When my first such guest arrived on a recent afternoon, a friend named Catherine, everything was perfect. I’d even thought to set out a tasteful yet comfortable back pillow since she was six months pregnant.
For an extra touch of elegance, I’d whipped up a scrumptious pan of mushroom-feta casserole. As she settled into the couch, I set a timer and popped the casserole into the oven for warming. I walked back through the kitchen to announce our menu, but saw something that made my announcement come out as:
“Could I offer you some [expletive] SCORPION?”
A large scorpion sat in the middle of my kitchen floor. Unfortunately, this was not the first time I’d encountered one in my home. The last time was a particularly bad experience, even by scorpions-in-the-house standards, in which I attempted to kill it by dropping a book on it, only to learn a very painful lesson that scorpions that seem dead are often not dead at all.
Noticing that I was backed against a wall, spending most of my mental energy trying not to spew profanity, Catherine suggested that we get rid of it. After listening to me hysterically sputter counter-arguments along the lines of “these things don’t die!” and “I am so not kidding, these things don’t die!” she asked for a large book.
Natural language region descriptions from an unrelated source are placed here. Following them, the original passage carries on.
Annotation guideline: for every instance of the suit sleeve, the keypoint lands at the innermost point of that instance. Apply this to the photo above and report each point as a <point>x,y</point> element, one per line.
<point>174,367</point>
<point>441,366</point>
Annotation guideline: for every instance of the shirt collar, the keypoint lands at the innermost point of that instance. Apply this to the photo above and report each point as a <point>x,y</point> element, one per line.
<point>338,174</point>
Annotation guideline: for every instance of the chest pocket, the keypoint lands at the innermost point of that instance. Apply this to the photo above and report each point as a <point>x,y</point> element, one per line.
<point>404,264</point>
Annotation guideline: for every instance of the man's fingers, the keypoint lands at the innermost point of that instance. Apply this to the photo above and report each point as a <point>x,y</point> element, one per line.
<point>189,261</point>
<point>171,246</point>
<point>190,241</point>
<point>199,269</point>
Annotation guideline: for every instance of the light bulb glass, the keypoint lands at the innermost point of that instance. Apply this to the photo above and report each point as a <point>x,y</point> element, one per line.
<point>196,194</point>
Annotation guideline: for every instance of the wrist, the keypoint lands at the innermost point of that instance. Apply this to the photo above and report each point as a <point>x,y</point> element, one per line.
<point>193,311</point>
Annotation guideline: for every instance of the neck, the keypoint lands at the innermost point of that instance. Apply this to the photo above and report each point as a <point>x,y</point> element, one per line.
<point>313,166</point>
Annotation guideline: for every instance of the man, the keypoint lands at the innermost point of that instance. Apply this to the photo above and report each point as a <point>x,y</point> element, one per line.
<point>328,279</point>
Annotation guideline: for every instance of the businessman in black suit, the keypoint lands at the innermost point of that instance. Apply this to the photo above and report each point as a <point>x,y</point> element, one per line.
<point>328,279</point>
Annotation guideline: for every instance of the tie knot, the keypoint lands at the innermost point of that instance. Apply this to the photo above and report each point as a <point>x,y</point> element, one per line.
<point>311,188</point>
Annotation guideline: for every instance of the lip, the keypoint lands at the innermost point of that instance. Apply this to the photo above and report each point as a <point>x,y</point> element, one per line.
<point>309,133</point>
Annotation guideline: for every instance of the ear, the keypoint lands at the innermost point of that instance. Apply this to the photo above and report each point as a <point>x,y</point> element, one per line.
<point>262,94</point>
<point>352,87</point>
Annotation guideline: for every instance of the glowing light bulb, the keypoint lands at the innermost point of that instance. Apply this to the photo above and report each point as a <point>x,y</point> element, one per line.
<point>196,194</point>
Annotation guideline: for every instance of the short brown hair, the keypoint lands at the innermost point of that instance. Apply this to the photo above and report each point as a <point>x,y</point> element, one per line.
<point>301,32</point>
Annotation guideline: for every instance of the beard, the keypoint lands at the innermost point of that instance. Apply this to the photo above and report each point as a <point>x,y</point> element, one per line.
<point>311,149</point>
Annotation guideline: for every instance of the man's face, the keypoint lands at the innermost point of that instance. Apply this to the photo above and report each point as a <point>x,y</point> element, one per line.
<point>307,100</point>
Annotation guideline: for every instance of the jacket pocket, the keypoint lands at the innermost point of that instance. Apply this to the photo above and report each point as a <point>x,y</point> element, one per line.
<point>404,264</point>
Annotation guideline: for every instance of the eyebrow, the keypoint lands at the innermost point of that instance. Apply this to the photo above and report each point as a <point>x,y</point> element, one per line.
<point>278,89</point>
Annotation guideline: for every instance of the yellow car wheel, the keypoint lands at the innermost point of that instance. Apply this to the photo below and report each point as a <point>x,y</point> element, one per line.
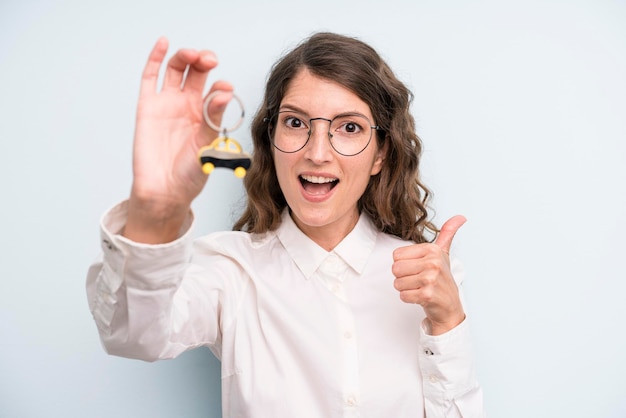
<point>208,168</point>
<point>240,172</point>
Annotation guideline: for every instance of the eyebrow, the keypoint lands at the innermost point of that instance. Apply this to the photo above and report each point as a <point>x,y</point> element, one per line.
<point>292,108</point>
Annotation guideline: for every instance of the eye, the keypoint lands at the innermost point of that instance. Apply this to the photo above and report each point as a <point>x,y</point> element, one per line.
<point>349,125</point>
<point>293,122</point>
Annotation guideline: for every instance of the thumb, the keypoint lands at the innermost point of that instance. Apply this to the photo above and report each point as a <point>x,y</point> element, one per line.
<point>448,230</point>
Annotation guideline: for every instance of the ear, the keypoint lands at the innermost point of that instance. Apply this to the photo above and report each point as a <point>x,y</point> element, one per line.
<point>380,159</point>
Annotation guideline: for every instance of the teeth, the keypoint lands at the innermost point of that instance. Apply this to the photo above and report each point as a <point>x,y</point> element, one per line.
<point>318,180</point>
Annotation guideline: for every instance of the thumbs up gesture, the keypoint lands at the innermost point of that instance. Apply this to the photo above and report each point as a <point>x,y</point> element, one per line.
<point>423,276</point>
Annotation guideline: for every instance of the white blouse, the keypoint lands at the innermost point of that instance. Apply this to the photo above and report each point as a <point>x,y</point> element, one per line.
<point>300,332</point>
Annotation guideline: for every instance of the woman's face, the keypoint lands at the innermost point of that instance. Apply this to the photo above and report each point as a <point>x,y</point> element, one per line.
<point>322,187</point>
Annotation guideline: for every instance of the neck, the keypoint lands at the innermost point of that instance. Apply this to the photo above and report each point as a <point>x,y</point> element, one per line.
<point>328,236</point>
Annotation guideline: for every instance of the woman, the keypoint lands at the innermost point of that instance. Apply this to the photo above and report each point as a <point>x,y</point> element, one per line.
<point>328,300</point>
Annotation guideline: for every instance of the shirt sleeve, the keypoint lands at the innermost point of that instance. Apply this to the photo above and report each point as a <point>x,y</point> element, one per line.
<point>151,302</point>
<point>446,361</point>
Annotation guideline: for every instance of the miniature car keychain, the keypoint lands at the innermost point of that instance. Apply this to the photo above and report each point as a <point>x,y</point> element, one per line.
<point>224,151</point>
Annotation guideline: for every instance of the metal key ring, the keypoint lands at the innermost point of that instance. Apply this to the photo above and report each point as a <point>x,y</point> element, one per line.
<point>207,119</point>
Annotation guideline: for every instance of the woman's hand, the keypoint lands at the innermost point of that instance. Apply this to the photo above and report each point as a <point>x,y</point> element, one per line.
<point>423,276</point>
<point>170,130</point>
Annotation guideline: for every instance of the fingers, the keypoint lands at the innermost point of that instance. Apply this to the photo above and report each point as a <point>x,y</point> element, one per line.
<point>150,74</point>
<point>448,230</point>
<point>199,71</point>
<point>219,102</point>
<point>190,67</point>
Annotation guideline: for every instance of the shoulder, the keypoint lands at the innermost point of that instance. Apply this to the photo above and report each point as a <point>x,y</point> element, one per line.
<point>236,244</point>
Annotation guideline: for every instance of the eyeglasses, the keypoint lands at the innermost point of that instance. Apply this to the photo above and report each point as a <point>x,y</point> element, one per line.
<point>349,133</point>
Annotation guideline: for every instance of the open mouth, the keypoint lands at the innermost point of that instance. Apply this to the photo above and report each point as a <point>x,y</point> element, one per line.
<point>318,185</point>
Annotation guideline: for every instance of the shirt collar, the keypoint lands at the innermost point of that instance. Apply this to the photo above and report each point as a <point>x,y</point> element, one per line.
<point>355,249</point>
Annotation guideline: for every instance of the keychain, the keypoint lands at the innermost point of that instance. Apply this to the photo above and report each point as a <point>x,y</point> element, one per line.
<point>224,151</point>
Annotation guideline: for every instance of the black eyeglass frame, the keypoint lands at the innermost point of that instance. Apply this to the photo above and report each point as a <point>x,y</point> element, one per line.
<point>330,135</point>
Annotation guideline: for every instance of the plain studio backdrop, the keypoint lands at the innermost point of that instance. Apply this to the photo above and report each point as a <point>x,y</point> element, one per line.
<point>522,109</point>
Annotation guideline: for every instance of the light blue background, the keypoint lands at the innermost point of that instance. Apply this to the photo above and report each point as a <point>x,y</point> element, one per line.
<point>522,108</point>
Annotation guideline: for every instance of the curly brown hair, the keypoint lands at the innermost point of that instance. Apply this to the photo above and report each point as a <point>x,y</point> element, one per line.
<point>395,199</point>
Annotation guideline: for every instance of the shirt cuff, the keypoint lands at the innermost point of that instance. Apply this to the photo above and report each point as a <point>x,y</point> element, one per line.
<point>446,362</point>
<point>139,265</point>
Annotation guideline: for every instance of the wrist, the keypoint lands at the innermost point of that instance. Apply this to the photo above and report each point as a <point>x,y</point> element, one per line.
<point>154,222</point>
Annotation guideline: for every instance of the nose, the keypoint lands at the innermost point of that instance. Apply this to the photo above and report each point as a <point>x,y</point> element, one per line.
<point>318,148</point>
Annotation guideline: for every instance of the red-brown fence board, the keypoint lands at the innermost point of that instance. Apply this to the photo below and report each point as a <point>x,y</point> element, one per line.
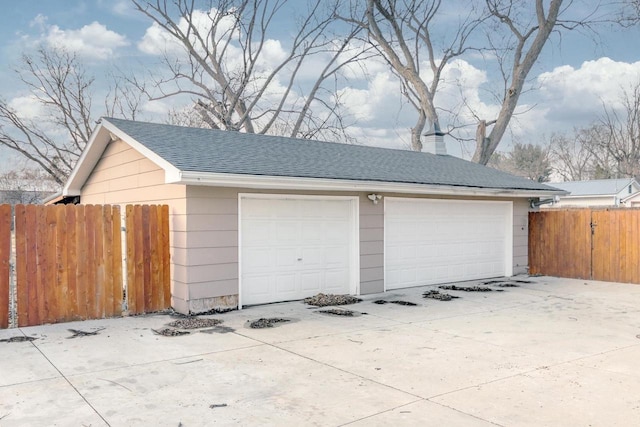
<point>148,280</point>
<point>5,266</point>
<point>600,244</point>
<point>69,261</point>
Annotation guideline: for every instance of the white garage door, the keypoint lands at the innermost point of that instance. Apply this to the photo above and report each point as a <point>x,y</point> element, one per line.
<point>292,248</point>
<point>439,241</point>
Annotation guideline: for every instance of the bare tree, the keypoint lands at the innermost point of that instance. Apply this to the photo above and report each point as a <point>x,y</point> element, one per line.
<point>619,138</point>
<point>401,32</point>
<point>526,160</point>
<point>572,156</point>
<point>515,32</point>
<point>608,148</point>
<point>26,186</point>
<point>219,61</point>
<point>59,88</point>
<point>526,39</point>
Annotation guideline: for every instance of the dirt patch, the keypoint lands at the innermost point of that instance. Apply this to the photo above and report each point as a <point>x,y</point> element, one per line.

She would kill the scorpion.
“It’s not going to die!” I predicted ominously while jumping onto a chair to protect myself from danger.
Catherine dropped the book.
Recalling the historically limited success of this technique, I asked if she wouldn’t mind jumping on it a bit. After my pregnant guest was done bouncing on my book to make sure the poisonous arachnid was properly smashed, I asked from the safe confines of my kitchen chair if she wouldn’t mind moving it back and forth a bit for good measure.
When she was done, it was time for the moment of truth. She hesitantly lifted the book, and we saw:
Hindsight being 20/20, I recalled that the time that I’d seen a scorpion survive a book dropping was when it was on the carpet. As she now pushed the book away to reveal a pulverized, mangled, surprisingly liquidy scorpion carcass, I realized that perhaps dropping books on scorpions on linoleum works just fine. Perhaps it was not in fact necessary to have my guest jump on it and smear it back and forth.
Just then, the timer beeped. The casserole was ready. After I finished wiping what could only be described as “scorpion juice” off of the kitchen floor, I resumed my sentence from a few moments before: “Could I offer you some mushroom feta casserole?”
And that, perhaps, is really the essence of Christian hospitality: letting dear friends share in all parts of your life — even the imperfect parts that might involve a little scorpion juice.